I hear that too. The only reason why I watched each episode with such hunger,was because I wanted to see the development between Kou and Aoba,and I was left disappointed in the end.


The reason why the obsession with Wakaba is mentioned as a flaw,is because even though she was important to the cast,half of an episode is not enough for us to understand why she is so important to so many people. We could see that her and Kou were perfect together,however we only saw that for like 5 seconds.

Agroftw Feb 16, 2011

@ killermouze

I think I would have to disagree, respecitvely of course. The annoyance of Wakaba being brought up every "2 seconds" is a matter of PoV. You see annoyance, others may see simple brillance. I dont think it was a matter of how much "they loved each other" so much as a tradgey changing the lives of everyone involved. Its not a huge suspenion of belief to think that a tragic loss of life wouldnt have a powerful influence on what you do for the rest of your life.

As for my comments on the review:

Wakaba's ghostly presence hovering in the anime was crucial. The plot, the characters, everything was based on Wakabas 20 minutes of existence. If anything I applaud the anime for its inventiveness. What some may call excessiveness, many others may call gut-wrenching. Wakaba "popping" up in every "other episode" wasn't done to simply elicit emotions from the audience. Her flashbacks served as a way to piece together events that those who hate spoliers where otherwise unaware of. Though I have no complaints on the review and while I thought it was brilliantly written, to focus on Wakaba as one of the huge flaws in the series is kinda head scratching. Unless I totally didn't get what it was you were trying to say!!

While it speaks for the anime itself when a reviewer can only mention one secondary character as deadweight, I kind of don't understand why Mizuki was even brought up? In an anime that has a stellar cast of supporting characters, Mizuki was such an afterthought that I would wager 90% of the audience didn't even care that he was such a useless foil to Ko. While I understand the need of objectivness for an anime that you clearly like, I think we can call it nitpicking :).



killermouze Feb 10, 2011

Just finished watching this anime, and I sadly have to agree with everything you have said; particularly about the "twist" and the cousin character. The drama then got a little stupid, and the successful use of all the characters that was so wonderfully done just flew out the window. Waka coming up every 2 seconds was also annoying. I don't care how much they loved each other, no relationship that happens in 5th grade would have such a powerful influence on everything you do when your 17. To add one problem on, I feel like the relationship between the leads could have picked up a little bit. The lack of progress became a source of annoyance towards the middle of the series, even before the horrible twist.

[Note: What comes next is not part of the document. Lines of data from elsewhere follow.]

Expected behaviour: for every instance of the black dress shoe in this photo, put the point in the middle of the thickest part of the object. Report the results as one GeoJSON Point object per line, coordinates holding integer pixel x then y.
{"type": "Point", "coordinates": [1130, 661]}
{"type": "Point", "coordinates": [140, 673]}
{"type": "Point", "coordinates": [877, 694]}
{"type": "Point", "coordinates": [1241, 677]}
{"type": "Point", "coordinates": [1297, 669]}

Its just so frustrating when such an amazing premise is hindered by such stupid things half way through. I think its a common theme that animes feel the need to add more and more ridiculous sub-plots and characters even when they are not needed. Sometimes keeping it simple and cute is the best route. Love triangles and the likes can get really annoying in a series like this, particularly towards the end.

I loved the slice of life side mixed with sports idea though. I watched eye-shield 21 and originally loved it, but I got bored because it was just so one track minded on football that it eventually got stale. Just wondering if you have any suggestions for other series that have a good mix between romance, slice of life and sport/fighting,etc. If you look at my profile, I've seen my fair share of anime though so I might have seen the most obvious ones.

xCoComi Jan 20, 2011

Wow , ones again a wonderful review! And I got to thank you , ive been thinking that I should watch this anime for a while now , but never got around to do it , this review however made me wanna watch this anime now!